The results of the present study revealed the compound gravacridonediol as a potent inhibitor of the InhA target, based on binding affinity. Gravacridonediol is an alkaloid isolated from the plant Ruta graveolens, which is known as common rue, a widely used medicinal plant. Previously, gravacridonediol has been reported for anti leishmanial, antifungal [44,45], anti-proliferative, and anticancer effects [46,47].

Gravacridonediol showed binding affinity toward the InhA target by H-bonding, π–π interaction, and other bindings. Amino acids of the InhA target Ile194, Pro193, Val 65, and Gly14 were found to interact with gravacridonediol (Table 3). Furthermore, the stability of the complex checked by the MD simulation Val65 was also found to interact with the known inhibitor triclosan by means of H-bonding (Figure 3). Other amino acid residues of the active site, such as Ile21, Ile202, Gly192, Met199, Leu207, Phe149, Tyr158, Ala157, Gly104, and Met103, were also found to interact with the compound. Most of the similar amino acid residues of gravacridonediol and triclosan were found to interact with the target, but gravacridonediol showed a higher binding affinity than the known inhibitor triclosan, with the two having binding energies of −10.49 and −5.49 Kcal/mol, respectively.

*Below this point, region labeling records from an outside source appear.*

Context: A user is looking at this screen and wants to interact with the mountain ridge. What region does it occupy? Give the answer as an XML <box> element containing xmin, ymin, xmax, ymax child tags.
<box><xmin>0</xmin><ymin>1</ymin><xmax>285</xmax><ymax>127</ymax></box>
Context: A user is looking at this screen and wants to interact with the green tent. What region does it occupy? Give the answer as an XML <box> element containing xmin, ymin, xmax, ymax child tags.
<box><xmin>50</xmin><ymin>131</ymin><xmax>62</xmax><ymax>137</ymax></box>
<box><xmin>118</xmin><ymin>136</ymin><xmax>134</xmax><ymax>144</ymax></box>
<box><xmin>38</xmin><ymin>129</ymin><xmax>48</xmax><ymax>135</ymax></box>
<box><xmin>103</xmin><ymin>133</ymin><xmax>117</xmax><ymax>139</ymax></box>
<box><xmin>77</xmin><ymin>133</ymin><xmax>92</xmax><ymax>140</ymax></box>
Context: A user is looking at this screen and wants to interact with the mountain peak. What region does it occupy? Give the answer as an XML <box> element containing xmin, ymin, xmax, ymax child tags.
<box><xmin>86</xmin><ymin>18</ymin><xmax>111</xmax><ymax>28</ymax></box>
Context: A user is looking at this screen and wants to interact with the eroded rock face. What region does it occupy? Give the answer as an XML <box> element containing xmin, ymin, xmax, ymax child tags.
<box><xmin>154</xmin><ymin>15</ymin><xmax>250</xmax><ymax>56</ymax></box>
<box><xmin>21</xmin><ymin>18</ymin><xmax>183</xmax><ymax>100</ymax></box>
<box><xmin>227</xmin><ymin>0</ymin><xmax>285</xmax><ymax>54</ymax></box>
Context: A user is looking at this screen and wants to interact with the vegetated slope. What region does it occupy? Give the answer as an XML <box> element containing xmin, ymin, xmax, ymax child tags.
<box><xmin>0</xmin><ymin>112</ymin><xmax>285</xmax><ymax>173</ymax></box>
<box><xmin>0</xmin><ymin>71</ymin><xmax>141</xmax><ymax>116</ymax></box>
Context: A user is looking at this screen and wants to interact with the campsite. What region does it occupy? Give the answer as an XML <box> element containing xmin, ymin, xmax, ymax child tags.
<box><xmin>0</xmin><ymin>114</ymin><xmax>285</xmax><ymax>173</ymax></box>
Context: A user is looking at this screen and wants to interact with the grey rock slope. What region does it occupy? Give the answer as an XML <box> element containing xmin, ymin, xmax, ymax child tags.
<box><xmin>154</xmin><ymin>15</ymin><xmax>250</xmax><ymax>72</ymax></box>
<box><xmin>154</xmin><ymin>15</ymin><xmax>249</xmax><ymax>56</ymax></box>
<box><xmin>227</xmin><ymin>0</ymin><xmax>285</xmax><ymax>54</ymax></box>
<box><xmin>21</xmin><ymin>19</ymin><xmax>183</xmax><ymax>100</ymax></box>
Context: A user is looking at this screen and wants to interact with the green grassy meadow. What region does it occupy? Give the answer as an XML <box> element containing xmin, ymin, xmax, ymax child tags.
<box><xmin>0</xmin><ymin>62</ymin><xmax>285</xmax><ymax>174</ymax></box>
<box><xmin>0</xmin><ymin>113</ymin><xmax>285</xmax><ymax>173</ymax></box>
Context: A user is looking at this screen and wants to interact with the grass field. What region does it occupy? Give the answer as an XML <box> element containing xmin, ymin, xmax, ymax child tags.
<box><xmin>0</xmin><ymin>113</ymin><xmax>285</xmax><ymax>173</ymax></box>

The similarity of both compounds was calculated by the online ChemMine tool (https://chemminetools.ucr.edu/similarity/, accessed on 17 January 2022), using the Canonical SMILES of both compounds. The Tanimoto coefficient was recorded as 0.16577 after the comparison of both molecules. The MCS Tanimoto coefficient was recorded as 8, which indicates the slight similarity of both molecules. The chemical structure of both molecules (Figure 4) may help the lead compounds bind with the target protein.

Figure 4

Chemical structure of (a) gravacridonediol and (b) triclosan (COc1ccccc1).

AP Tanimoto: 0.165775

MCS Tanimoto: 0.2353

MCS Size: 8

MCS Min: 0.4706

MCS Max: 0.3200

SMILES: COc1ccccc1

Gravacridonediol=C1=CC(=C(C=C1Cl)O)OC2=C(C=C(C=C2)Cl)ClC1=CC(=C(C=C1Cl)O)OC2=C(C=C(C=C2)Cl)Cl

Triclosan= CC(CO)(C1CC2=C(O1)C=C(C3=C2N(C4=CC=CC=C4C3=O)C)O)O

Drug resistance in M.tb. has become a major health problem. It has been estimated that 7.2% of TB cases are INH-resistant worldwide and 11.6% in previously treated TB cases [48]. In addition, INH resistance levels can reach up to 60% in previously treated TB cases. The key target of INH is InhA; yet, the main mechanism of INH resistance in TB clinical isolates is the process of mutations in the activator of INH, KatG. M.tb. enoyl-reductase InhA participates in mycolic acid biosynthesis. Thus, the final observation after MD simulation revealed that gravacridonediol could be a novel and potent inhibitor of the InhA target of M.tb. to inhibit mycolic acid and long-chain fatty acid biosyntheses in Mycobacterium as it confirms the stability of the protein–ligand complex. Furthermore, validation of in silico data through in vitro investigations is in the pipeline, to explore the details about the mechanism of cell wall mycolic and long-chain fatty acid biosynthesis inhibition in Mycobacterium.